Cardinals finally reach trade deal to move Arenado
After more than a year of attempts and with one agreed deal ultimately scuttled, the St. Louis Cardinals finally found a match for third baseman Nolan Arenado on Tuesday, agreeing to a deal which would send him to the Arizona Diamondbacks.
The teams confirmed the trade, which brings right-handed pitcher Jack Martinez to St. Louis and sends cash with Arenado to Arizona.
Nick Piecoro of the Arizona Republic reported that the Diamondbacks would cover $5 million of the $27 million due to Arenado in 2026 and $6 million of the $15 million due to him in 2027.
“We are grateful for Nolan’s five years as a Cardinal, on and off the field — for his drive, his competitiveness, and for all of the memories he gave us,” stated Cardinals President of Baseball Operations Chaim Bloom. “We wish Nolan and his family the very best as he continues with the next chapter of his great career.
“As we continue to move forward, we are pleased to add another intriguing pitching prospect to our organization, and excited for the opportunity this move creates for a number of our players to step up and further establish themselves at the big league level.”
Arenado, who will turn 35 just after the start of the upcoming season, was acquired prior to the 2021 season in a deal which saw the Cardinals make a significant financial commitment to one of the best defenders in the history of Major League Baseball, as well as a cornerstone offensive talent who would finish third in MVP voting in 2022, the last time the Cardinals reached the postseason.
Teamed with Paul Goldschmidt at first base, Arenado was targeted as an elite finishing piece on a team which believed it could compete for a World Series championship. They reached the playoffs in each of his first two seasons as a Cardinal but did not win a game either year, building upon an ongoing competitive frustration which has developed into a full-on rebuilding posture.
Arenado won the two most recent of his ten consecutive Gold Gloves as a Cardinal. His 118 homers in St. Louis rank second in franchise history among primary third basemen, trailing only Ken Boyer.
In acquiring Arenado, the Cardinals received a significant cash payout from the Colorado Rockies amortized over the length of the deal. The final $5 million payment is due this coming season, and all told, the result is a net $37 million in financial commitment the team had to Arenado over the last two years of his contract. That sum, given the downturn in his offensive output in recent seasons, was a significant barrier to completing a trade, and the Cardinals anticipated sending a significant sum to a trade partner to offset some of that obligation.
After former president of baseball operations John Mozeliak identified trading Arenado as “priority one, two and three” ahead of the 2025 season, an agreed upon deal with the Houston Astros was scuttled when Arenado exercised his no-trade protection. No further deals emerged throughout winter and spring, and Arenado played out an injury-marred season, at the end of which he acknowledged that his timeline and that of the team were divergent in a way that made a trade the best possible outcome.
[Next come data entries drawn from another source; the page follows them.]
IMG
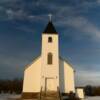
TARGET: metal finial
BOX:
[48,14,52,21]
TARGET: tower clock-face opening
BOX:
[47,53,53,65]
[48,37,52,43]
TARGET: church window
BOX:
[48,37,52,42]
[47,53,52,64]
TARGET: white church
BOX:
[22,21,84,98]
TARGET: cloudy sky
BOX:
[0,0,100,85]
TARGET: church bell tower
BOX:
[41,20,59,91]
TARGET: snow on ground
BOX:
[0,94,100,100]
[0,94,20,100]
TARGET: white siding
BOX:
[23,57,41,92]
[60,59,75,93]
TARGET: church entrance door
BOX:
[45,78,57,92]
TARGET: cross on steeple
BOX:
[48,14,52,22]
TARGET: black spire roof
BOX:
[43,21,57,34]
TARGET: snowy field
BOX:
[0,94,100,100]
[0,94,20,100]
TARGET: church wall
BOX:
[60,59,75,93]
[42,34,59,90]
[23,57,41,93]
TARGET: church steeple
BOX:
[43,20,57,34]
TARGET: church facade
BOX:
[22,21,75,96]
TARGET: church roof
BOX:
[43,21,57,34]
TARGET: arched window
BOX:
[47,53,53,64]
[48,37,52,42]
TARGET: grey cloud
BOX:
[75,71,100,86]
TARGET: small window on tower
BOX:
[47,53,53,65]
[48,37,52,42]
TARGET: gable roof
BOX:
[43,21,57,34]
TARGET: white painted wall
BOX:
[59,59,75,93]
[23,57,41,92]
[76,88,84,99]
[41,34,59,90]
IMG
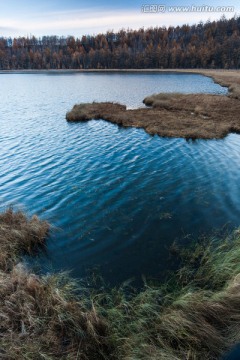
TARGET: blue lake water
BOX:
[0,73,240,283]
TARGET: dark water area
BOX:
[0,73,240,284]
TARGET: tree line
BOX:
[0,16,240,70]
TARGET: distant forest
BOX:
[0,16,240,70]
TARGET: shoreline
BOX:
[66,70,240,139]
[0,209,240,360]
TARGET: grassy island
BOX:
[66,70,240,139]
[0,209,240,360]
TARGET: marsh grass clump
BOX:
[66,102,126,122]
[0,209,240,360]
[93,231,240,360]
[66,80,240,139]
[0,208,49,271]
[0,209,110,360]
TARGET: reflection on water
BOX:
[0,73,240,282]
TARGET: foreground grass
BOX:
[0,210,240,360]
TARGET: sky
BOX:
[0,0,240,37]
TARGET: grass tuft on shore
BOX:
[0,209,110,360]
[0,209,240,360]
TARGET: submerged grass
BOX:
[0,209,240,360]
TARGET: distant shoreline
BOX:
[0,69,240,75]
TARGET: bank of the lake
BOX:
[0,209,240,360]
[66,71,240,139]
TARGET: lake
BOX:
[0,72,240,284]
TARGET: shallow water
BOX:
[0,73,240,283]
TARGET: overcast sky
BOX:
[0,0,240,37]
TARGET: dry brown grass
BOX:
[0,209,110,360]
[66,93,240,139]
[66,69,240,139]
[0,209,240,360]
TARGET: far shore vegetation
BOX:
[0,209,240,360]
[0,16,240,70]
[66,70,240,139]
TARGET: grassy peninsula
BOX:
[66,70,240,139]
[0,209,240,360]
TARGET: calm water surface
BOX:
[0,73,240,283]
“I think this team, this organization needs to go a different route with the way they go about their business,” Arenado said in September. “They’ve got to let some of these young guys grow and become players and see what they have. There’s no doubt that I’m in the way of that. So I don’t know what’s going to happen, but obviously I do believe that change is coming.”
This move does indeed open up those pathways, creating a vacancy at third base that’s likely to be primarily filled by some combination of Nolan Gorman and JJ Wetherholt. Wetherholt likely will slot in as the team’s everyday second baseman, assuming he wins a job in spring, but could play third if a trade of Brendan Donovan is not completed.
Martinez, who turns 23 in March, did not pitch in the Diamondbacks system last year after being drafted, which is typical for a collegiate starter with a full year’s workload. Listed at 6’4” and 215 pounds, he fits the pattern of large-bodied righty starters the Cardinals have pursued in trades this winter.
Arenado joins Willson Contreras and Sonny Gray as significant veterans who have been shipped out of St. Louis over the past several months. While Bloom has been reticent to use the term “rebuild” to describe the team’s current roster posture, there is no doubt that that is what the Cardinals are pursuing.
Many industry observers doubted whether the Cardinals would at all be able to find a trade partner for Arenado, given the burden of his contract, but Bloom consistently and bluntly denied that the team was considering granting him his release. Instead, the completion of this move sends Arenado back to the NL West, where he began his career. It also opens up the possibility of a reunion with Goldschmidt, who has long been rumored to be considering a reunion with his former team in Arizona.
For the Cardinals, the deal represents the disappointing end to one of the most electric open chapters written about the Cardinals in the past decade. It is a closed book on an era which will ultimately be defined by its disappointments, and authors in ink a new start under a new stewardship.